Oh Deer! FoA Intervenes to Stop National Park Service from Eradicating Deer on Fire Island

Oh Deer! FoA Intervenes to Stop National Park Service from Eradicating Deer on Fire Island

Oh Deer! FoA Intervenes to Stop National Park Service from Eradicating Deer on Fire Island


by Nicole Rivard

It is estimated that 300 residents live on Fire Island National Seashore in New York year round, but during the summer season, that number swells to approximately 30,000 people, with upwards of 2 million visitors every year. However, the National Park Service is blaming the island’s deer population, estimated to be between 268 and 457, for over-browsing and the destruction of native vegetation and natural resources.


The agency also claims it is necessary to use lethal methods, including sharpshooting, capture and euthanasia, as well as a public hunt in the wilderness section of the island, to prevent undesirable human-deer interactions in the Fire Island communities. It wants to eradicate more than 85 percent of the deer who call Fire Island home.

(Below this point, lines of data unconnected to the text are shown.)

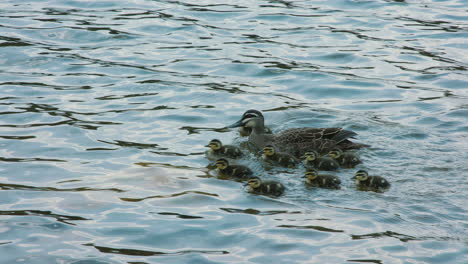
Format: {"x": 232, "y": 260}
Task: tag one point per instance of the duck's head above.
{"x": 310, "y": 155}
{"x": 361, "y": 175}
{"x": 222, "y": 164}
{"x": 335, "y": 153}
{"x": 251, "y": 118}
{"x": 214, "y": 144}
{"x": 268, "y": 150}
{"x": 254, "y": 182}
{"x": 311, "y": 174}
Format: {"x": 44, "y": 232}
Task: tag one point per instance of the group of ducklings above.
{"x": 311, "y": 159}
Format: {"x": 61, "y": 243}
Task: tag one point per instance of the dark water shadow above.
{"x": 137, "y": 252}
{"x": 167, "y": 196}
{"x": 5, "y": 186}
{"x": 61, "y": 218}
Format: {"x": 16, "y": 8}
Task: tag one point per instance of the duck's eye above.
{"x": 250, "y": 115}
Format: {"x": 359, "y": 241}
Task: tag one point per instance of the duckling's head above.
{"x": 222, "y": 164}
{"x": 361, "y": 175}
{"x": 335, "y": 153}
{"x": 251, "y": 118}
{"x": 310, "y": 155}
{"x": 214, "y": 144}
{"x": 254, "y": 182}
{"x": 311, "y": 174}
{"x": 269, "y": 150}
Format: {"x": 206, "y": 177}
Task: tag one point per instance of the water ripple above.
{"x": 106, "y": 108}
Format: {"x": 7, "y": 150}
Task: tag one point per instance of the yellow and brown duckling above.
{"x": 218, "y": 150}
{"x": 234, "y": 171}
{"x": 270, "y": 155}
{"x": 345, "y": 159}
{"x": 256, "y": 185}
{"x": 364, "y": 181}
{"x": 322, "y": 181}
{"x": 312, "y": 160}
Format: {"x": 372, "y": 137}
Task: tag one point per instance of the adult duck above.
{"x": 296, "y": 141}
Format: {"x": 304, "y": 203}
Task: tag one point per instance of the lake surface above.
{"x": 106, "y": 108}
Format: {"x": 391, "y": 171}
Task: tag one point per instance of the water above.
{"x": 106, "y": 107}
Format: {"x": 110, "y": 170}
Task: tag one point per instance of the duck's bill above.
{"x": 236, "y": 124}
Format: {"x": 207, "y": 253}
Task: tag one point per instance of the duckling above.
{"x": 218, "y": 150}
{"x": 363, "y": 180}
{"x": 256, "y": 185}
{"x": 345, "y": 159}
{"x": 312, "y": 160}
{"x": 234, "y": 171}
{"x": 323, "y": 181}
{"x": 269, "y": 154}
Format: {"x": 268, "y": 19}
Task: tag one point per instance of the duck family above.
{"x": 316, "y": 149}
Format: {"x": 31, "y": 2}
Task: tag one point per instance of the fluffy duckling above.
{"x": 270, "y": 155}
{"x": 322, "y": 181}
{"x": 363, "y": 180}
{"x": 256, "y": 185}
{"x": 312, "y": 160}
{"x": 345, "y": 159}
{"x": 217, "y": 150}
{"x": 234, "y": 171}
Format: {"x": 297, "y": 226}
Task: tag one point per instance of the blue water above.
{"x": 106, "y": 106}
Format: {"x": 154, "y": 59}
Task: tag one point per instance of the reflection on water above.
{"x": 106, "y": 108}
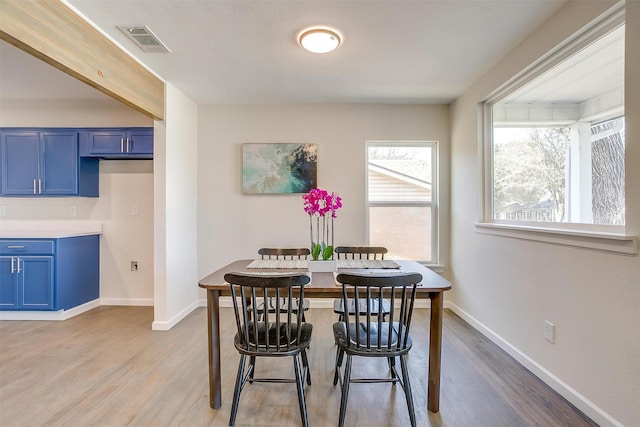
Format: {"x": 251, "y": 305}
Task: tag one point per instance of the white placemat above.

That’s why Friends of Animals (FoA) filed a lawsuit against the Park Service—another case that exemplifies FoA’s goal of achieving ethical consideration for all animals. “Clearly, it is unethical to slaughter hundreds of deer just because it is cheaper and faster than nonlethal methods,” said Courtney McVean, staff attorney for FoA’s Wildlife Law Program.


“The Plan/Environmental Impact Statement at issue in this case authorizes the eradication of more than 85 percent of the deer living on Fire Island National Seashore. The NPS approved this plan despite significant gaps in data. The NPS was advised by its own science advisory team to utilize nonlethal methods before even considering the lethal methods authorized by this plan, methods such as fencing in combination with modifying human behavior, education and translocating deer to the wilderness section of the island.”

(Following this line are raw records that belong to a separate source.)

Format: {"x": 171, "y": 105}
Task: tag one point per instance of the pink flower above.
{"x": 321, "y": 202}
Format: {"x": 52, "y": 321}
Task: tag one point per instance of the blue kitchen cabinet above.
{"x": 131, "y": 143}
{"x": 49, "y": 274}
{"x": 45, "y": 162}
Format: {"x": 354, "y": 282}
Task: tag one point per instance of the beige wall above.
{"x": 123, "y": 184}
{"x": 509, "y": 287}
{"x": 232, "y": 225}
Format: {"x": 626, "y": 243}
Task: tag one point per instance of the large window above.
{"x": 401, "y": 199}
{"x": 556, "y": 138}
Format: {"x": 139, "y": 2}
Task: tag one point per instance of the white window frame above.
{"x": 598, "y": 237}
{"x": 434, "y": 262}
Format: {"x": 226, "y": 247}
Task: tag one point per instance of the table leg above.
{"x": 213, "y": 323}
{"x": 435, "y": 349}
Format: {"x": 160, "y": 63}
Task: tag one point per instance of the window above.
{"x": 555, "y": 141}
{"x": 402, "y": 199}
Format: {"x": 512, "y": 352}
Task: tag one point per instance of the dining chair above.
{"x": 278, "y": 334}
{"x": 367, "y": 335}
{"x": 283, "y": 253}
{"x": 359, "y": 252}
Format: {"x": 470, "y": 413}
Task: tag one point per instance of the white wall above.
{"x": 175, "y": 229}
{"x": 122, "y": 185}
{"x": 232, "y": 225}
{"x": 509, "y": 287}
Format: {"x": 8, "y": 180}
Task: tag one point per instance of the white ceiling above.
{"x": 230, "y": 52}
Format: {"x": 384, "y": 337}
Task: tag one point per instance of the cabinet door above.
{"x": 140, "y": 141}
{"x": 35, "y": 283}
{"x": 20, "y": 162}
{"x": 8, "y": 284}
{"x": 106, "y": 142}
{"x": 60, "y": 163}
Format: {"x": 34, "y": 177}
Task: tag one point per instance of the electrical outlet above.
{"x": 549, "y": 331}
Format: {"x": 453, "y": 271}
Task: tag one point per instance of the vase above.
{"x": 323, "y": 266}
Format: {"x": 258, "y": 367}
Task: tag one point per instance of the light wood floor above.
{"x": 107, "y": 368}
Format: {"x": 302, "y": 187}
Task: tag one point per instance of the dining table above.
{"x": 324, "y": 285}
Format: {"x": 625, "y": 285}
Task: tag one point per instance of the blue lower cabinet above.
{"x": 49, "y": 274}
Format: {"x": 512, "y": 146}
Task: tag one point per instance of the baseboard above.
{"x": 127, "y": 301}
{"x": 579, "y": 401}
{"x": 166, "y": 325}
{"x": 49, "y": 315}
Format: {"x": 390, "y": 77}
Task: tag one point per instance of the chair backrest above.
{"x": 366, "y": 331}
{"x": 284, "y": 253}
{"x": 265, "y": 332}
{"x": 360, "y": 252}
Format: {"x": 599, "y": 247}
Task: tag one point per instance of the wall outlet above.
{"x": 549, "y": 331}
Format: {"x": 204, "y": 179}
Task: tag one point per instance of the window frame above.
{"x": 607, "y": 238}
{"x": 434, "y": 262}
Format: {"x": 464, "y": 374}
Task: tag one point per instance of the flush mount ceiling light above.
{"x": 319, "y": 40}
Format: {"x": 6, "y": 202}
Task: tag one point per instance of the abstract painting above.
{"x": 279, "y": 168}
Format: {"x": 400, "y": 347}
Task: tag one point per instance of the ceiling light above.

Friends of Animals is arguing there is a critical gap in the scientific data about the movement of deer up and down Fire Island. The Park Service’s accusations against deer are said to occur predominantly on the western side of the island, however a majority of the deer to be killed reside on the eastern side where deer populations are stable and within acceptable ranges that protect habitat.

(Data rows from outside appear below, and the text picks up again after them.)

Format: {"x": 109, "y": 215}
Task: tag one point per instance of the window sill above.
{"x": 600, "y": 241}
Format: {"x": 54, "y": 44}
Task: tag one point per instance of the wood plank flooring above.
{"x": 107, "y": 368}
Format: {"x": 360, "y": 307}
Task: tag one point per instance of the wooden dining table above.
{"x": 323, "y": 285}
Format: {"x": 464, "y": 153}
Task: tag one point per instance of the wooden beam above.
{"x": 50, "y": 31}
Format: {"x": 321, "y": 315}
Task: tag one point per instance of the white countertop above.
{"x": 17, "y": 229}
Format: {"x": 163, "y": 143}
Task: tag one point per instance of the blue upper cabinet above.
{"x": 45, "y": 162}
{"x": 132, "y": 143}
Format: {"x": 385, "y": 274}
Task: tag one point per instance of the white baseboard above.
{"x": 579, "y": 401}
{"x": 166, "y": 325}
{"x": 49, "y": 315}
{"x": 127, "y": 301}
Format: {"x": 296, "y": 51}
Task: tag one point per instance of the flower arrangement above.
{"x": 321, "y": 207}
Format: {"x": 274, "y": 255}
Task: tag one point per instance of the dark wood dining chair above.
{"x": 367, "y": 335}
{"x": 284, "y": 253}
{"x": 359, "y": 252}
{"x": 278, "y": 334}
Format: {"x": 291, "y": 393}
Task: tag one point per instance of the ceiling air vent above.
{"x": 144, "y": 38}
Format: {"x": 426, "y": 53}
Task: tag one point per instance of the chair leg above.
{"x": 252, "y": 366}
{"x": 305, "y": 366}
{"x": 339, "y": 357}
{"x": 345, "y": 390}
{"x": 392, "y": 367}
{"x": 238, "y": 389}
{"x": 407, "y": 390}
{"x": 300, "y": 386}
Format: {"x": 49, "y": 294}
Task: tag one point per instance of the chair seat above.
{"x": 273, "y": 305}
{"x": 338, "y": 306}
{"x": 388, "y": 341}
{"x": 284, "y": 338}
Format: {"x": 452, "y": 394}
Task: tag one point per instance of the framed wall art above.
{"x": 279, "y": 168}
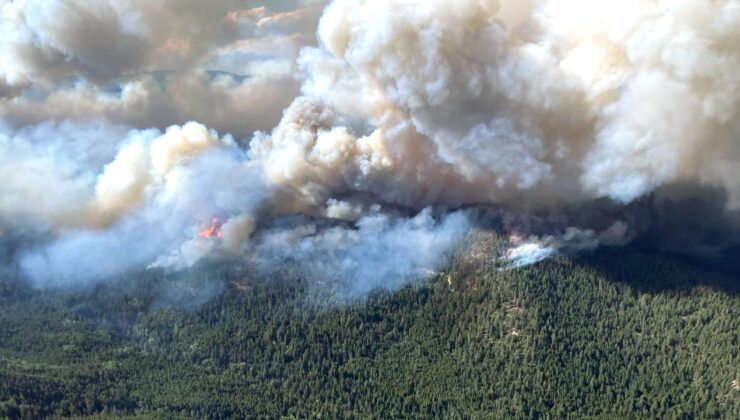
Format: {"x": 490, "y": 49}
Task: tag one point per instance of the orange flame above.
{"x": 213, "y": 230}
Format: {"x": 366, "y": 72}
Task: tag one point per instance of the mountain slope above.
{"x": 615, "y": 334}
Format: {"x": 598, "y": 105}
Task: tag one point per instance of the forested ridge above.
{"x": 620, "y": 333}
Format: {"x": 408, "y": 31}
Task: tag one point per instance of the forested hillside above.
{"x": 617, "y": 334}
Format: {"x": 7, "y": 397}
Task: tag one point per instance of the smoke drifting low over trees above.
{"x": 573, "y": 123}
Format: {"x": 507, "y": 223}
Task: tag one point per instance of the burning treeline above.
{"x": 574, "y": 118}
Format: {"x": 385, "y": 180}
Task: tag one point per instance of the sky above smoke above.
{"x": 126, "y": 127}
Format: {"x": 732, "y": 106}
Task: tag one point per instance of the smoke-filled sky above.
{"x": 360, "y": 139}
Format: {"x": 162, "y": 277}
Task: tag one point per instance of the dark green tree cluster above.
{"x": 619, "y": 334}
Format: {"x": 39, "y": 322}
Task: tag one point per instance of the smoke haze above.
{"x": 368, "y": 125}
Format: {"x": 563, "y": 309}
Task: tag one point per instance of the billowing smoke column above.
{"x": 581, "y": 122}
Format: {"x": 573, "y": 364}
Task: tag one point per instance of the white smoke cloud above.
{"x": 578, "y": 110}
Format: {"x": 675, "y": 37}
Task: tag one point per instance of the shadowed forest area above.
{"x": 621, "y": 333}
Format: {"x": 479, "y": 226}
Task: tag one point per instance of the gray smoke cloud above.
{"x": 577, "y": 123}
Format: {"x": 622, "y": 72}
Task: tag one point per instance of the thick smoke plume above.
{"x": 579, "y": 123}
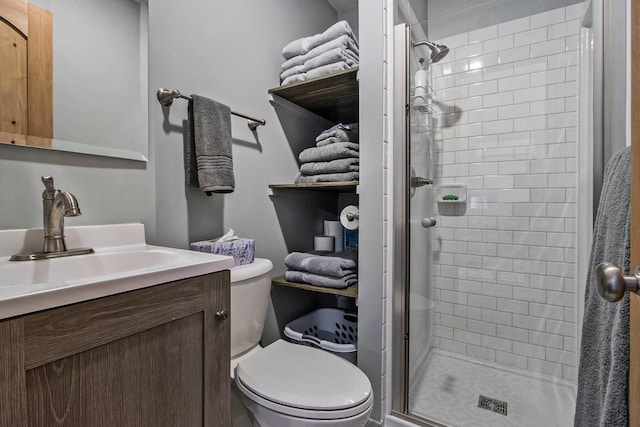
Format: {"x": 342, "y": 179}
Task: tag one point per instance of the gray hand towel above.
{"x": 334, "y": 166}
{"x": 604, "y": 355}
{"x": 212, "y": 145}
{"x": 341, "y": 133}
{"x": 341, "y": 150}
{"x": 319, "y": 280}
{"x": 334, "y": 266}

“Notably, the Park Service initiated a white-tailed deer movement study on Fire Island National Seashore in 2014, but failed to include any information about the data that may have been garnered from this study,” McVean explained. “The frequency and timing of deer movements between Fire Island communities and the natural areas is essentially unknown. What is known is that most deer remain in smaller, established home ranges. Yet the NPS erroneously determined that deer should be managed at an island-wide deer density of 20-25 deer per square mile.”


Meanwhile the Park Service and its scientific advisors acknowledged the physical and behavioral differences between the eastern and western subpopulations of deer on the Seashore, as well as the diverse issues associated with vegetation and human-deer interactions in the different geographic areas there.


“Yet the NPS inexplicably proceeded to choose a one-size-fits-all approach across the seashore and completely ignored the substantial evidence that eastern and western populations of deer necessitate different, individual approaches to management,” McVean said.




If reducing undesirable human-deer interactions is the driving force behind the plan, Friends of Animals argues, and scientists agree, that there are better options to reduce these interactions, such as modifying human behavior. For example, the Park Service led an educational campaign from 1998-2002 to eliminate deer feeding within the Fire Island communities, which was considered a great success. However, due to lack of funding, the program was discontinued.


Moreover, the Park Service is failing to consider that sharpshooting and hunting is not only lethal to deer, it could disrupt or harm the wide variety of other animals and birds who reside in the diverse terrestrial habitats of Fire Island. This is mind-blowing for an agency that touts wildlife viewing on its Fire Island National Seashore website.


One of the most exciting times to view wildlife on Fire Island, according to the NPS, is during spring and fall migration. Why? Because in September and October, thousands of birds and monarchs make a temporary home on the barrier beach as they rest and refuel along their southbound journey.


In winter, visitors are likely to see snowy owls or encounter seals hauled out on the beach. And red fox call Fire Island home year-round. The federally threatened and New York State endangered piping plover has been observed in the designated wilderness area where the proposed public hunt would take place.


Ironically, the Fire Island National Seashore even has a piping plover monitoring and protection program that begins in March as the birds’ courtship and mating usually occurs from late March through early June. And bald eagles are occasionally sighted there too. Their presence is recorded during the annual fall hawk watch by Fire Island Raptor Enumerators near the Fire Island Lighthouse.


It is no surprise that the Park Service’s deer management plan has sparked ire with residents of and visitors to Fire Island who enjoy wildlife watching. The agency needs to get with the program and realize that wildlife watching, not just on Fire Island but all over the country, is a favorite pastime for millions in the United States. According to the 2016 National Survey of Fishing, Hunting and Wildlife Associated Recreation issued in August, more than 86 million people 16 years old and older participated in wildlife watching in 2016, up from 71 million in 2011. On the contrary, 11.5 million people, a paltry 5 percent of the population 16 years or older, went hunting, down from 17.7 million in 2011.


Unfortunately, this is not the first time that the Park Service planned to allow a public hunt on Fire Island National Seashore. In 1988-1989, it held an experimental public hunt for the purpose of scientific research, open to both archery and firearms. The public hunt resulted in the deaths of 63 deer. The public hunt was extremely controversial, even resulting in litigation, and was terminated early. Let’s hope this one is over before it’s even started.